A six-sided biased die is rolled 20 times and the number appearing uppermost is noted each time. The numbers uppermost on the six-sided die are:

\(4{\rm{ }}1{\rm{ }}6{\rm{ }}3{\rm{ }}5{\rm{ }}1{\rm{ }}4{\rm{ }}6{\rm{ }}3{\rm{ }}2{\rm{ }}5{\rm{ }}1{\rm{ }}6{\rm{ }}5{\rm{ }}2{\rm{ }}4{\rm{ }}2{\rm{ }}3{\rm{ }}5{\rm{ }}2\)

Estimate the experimental probability of rolling a “five” or “six” with this die.

A letter is selected from Alphabet. The probability of choosing a letter that is one of ABBA is  \(\dfrac{a}{b}\).   Find \(a\) and \(b\),   where \(a\) and \(b\) have no common factors.

7 cards numbered 2, 3, 4, 5, 6, 7, and 8 are placed in a hat. Two are taken simultaneously. Find the probability that both are odd. Answer to two decimal places.

Given  \(P\left( A \right) = \dfrac{1}{2}\) and \(P\left( B \right) = \dfrac{1}{3}\),   find  \(P\left( {\text{neither}\;A\;\text{nor}\;B} \right)\),   correcting to one decimal place.

The probability that a door is unlocked is 0.1. Only one of the five keys will unlock the door she wishes to enter. She only has time to try one key. Find the probability that she will not be able to get into the room.

Find the financial expectation of a ticket in a raffle.   The raffle has 500 tickets and there is one prize worth 200 dollars.

State the following data as categorical or numerical.

a teacher marks her student’s homework with a grade A, B, C, D, or E.

A sport club in a city wants to improve its facilities. Some of residents object this due to noisy. To support its case the sport club asks all members in the club to sign a petition. State the intended population.
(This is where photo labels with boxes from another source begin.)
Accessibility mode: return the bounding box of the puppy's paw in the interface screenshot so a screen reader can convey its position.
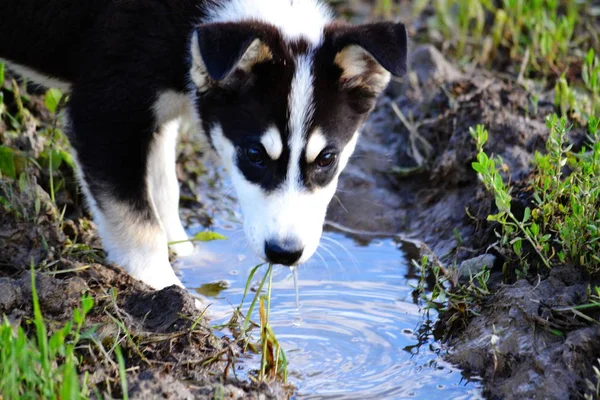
[132,262,184,290]
[169,242,194,257]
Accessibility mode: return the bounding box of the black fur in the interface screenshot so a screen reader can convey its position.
[0,0,406,219]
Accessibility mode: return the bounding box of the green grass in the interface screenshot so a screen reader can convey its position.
[471,115,600,276]
[229,264,288,382]
[413,0,598,76]
[0,269,94,399]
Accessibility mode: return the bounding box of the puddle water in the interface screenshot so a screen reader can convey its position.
[181,163,481,399]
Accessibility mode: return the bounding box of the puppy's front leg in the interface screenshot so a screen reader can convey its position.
[148,119,194,256]
[68,97,183,289]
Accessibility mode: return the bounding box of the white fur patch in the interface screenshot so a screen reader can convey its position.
[152,90,199,125]
[334,45,392,93]
[0,58,71,92]
[206,0,332,45]
[260,126,283,160]
[72,150,183,289]
[190,32,210,92]
[306,128,327,164]
[147,119,194,256]
[287,54,314,188]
Find \( a, b, c, d, e, f, g \)   and the mean.

\( \begin{array}{|c|c|c|} \hline
Score (x) & Frequency (f) & f \times x \\ \hline
5 & a & 5 \\ \hline
10 & 9 & b \\ \hline
15 & c & 165 \\ \hline
20 & 15 & d \\ \hline
25 & e & 350 \\ \hline
Total & f & g \\ \hline
\end{array} \)

Describe the strength of the linear relationship with correlation coefficient \(r = – 0.3\).